Cisco SD-WAN Authentication Bypass Exploited

Talos reports CVE-2026-20182 is being actively exploited in Cisco Catalyst SD‑WAN Controller and Manager, allowing unauthenticated attackers to bypass login and obtain administrative access.

A Cisco Talos advisory published May 14, 2026, reports active exploitation of CVE-2026-20182, an authentication-bypass vulnerability in Cisco Catalyst SD-WAN Controller and Cisco Catalyst SD-WAN Manager. Successful exploitation allows unauthenticated remote attackers to log in as an internal, high-privileged non-root account and obtain administrative access to affected systems.

Talos attributes the current activity to a threat actor it tracks as UAT-8616 and classifies that actor as highly sophisticated. UAT-8616 previously exploited CVE-2026-20127. After gaining access, the actor attempted to add SSH keys, modify NETCONF configurations and escalate privileges to root. Talos observed overlap between infrastructure used by UAT-8616 and Operational Relay Box networks it monitors.

Separately, beginning in March 2026 Talos observed multiple distinct clusters exploiting a chain of earlier SD-WAN vulnerabilities: CVE-2026-20133, CVE-2026-20128 and CVE-2026-20122. Public proof-of-concept code from ZeroZenX Labs mislabels the targeted flaw as CVE-2026-20127; Talos’ analysis shows the PoC actually exploits the three February-disclosed CVEs. Exploitation from March into April led to widespread deployment of webshells and post-compromise tooling.

Observed implants and tools include a JSP shell called XenShell derived from the PoC, variants of Godzilla and Behinder JSP shells, an AdaptixC2 agent, Sliver implants, Nim-based backdoors, a peer proxy/tunneling tool named gsocket and XMRig cryptocurrency miners. In at least one cluster, operators used scripts to harvest admin password hashes, JSON Web Token key fragments for API authentication and AWS credentials for vManage instances.

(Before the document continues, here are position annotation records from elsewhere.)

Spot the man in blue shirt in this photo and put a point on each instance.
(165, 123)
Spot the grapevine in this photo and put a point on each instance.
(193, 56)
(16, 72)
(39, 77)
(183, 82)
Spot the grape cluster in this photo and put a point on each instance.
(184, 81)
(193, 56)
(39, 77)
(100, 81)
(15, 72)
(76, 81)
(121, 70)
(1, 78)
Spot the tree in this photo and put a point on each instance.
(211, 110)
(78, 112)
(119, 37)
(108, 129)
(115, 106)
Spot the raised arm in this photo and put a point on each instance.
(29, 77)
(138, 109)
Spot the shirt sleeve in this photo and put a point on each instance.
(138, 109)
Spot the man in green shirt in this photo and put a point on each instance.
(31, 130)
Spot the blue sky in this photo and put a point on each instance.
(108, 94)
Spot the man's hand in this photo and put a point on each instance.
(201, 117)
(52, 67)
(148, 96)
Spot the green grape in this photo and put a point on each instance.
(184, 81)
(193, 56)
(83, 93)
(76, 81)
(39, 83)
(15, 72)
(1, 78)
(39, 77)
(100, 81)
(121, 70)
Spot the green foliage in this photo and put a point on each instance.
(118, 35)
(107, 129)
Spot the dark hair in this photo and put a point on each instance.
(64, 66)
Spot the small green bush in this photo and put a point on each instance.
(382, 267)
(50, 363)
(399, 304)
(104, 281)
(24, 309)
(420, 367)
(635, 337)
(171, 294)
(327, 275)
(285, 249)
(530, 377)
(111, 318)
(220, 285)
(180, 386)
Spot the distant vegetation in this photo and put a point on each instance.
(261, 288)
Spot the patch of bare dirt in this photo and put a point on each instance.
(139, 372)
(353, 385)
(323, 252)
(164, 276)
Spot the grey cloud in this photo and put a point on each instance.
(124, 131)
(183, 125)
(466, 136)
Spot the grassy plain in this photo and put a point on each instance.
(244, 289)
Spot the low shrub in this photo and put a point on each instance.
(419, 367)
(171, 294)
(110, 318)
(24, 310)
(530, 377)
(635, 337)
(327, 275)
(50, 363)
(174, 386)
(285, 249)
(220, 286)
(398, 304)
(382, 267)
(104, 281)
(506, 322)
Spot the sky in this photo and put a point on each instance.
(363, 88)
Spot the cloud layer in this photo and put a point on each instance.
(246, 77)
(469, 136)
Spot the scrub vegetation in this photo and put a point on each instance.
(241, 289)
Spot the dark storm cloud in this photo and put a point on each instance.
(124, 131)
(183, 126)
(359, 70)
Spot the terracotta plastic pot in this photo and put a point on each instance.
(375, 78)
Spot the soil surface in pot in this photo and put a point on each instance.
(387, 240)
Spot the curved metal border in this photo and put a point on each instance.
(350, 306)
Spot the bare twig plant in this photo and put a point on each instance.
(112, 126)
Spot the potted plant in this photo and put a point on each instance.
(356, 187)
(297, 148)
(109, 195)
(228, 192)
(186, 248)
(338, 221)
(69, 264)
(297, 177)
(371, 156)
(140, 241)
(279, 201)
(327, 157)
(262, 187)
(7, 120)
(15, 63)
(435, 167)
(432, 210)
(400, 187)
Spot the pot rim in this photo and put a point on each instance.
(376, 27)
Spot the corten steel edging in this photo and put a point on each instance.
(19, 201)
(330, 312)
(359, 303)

The Talos report provides technical indicators and detection signatures, including Snort rule IDs, ClamAV signatures, IP addresses, command-and-control endpoints, file hashes and filenames used by shells and implants. Cisco released software updates and a security advisory addressing the February CVEs and has published guidance for CVE-2026-20182. Talos advised customers to apply Cisco’s mitigation steps and to open a TAC support case for assistance, and it recommended consulting additional technical disclosures for further detail.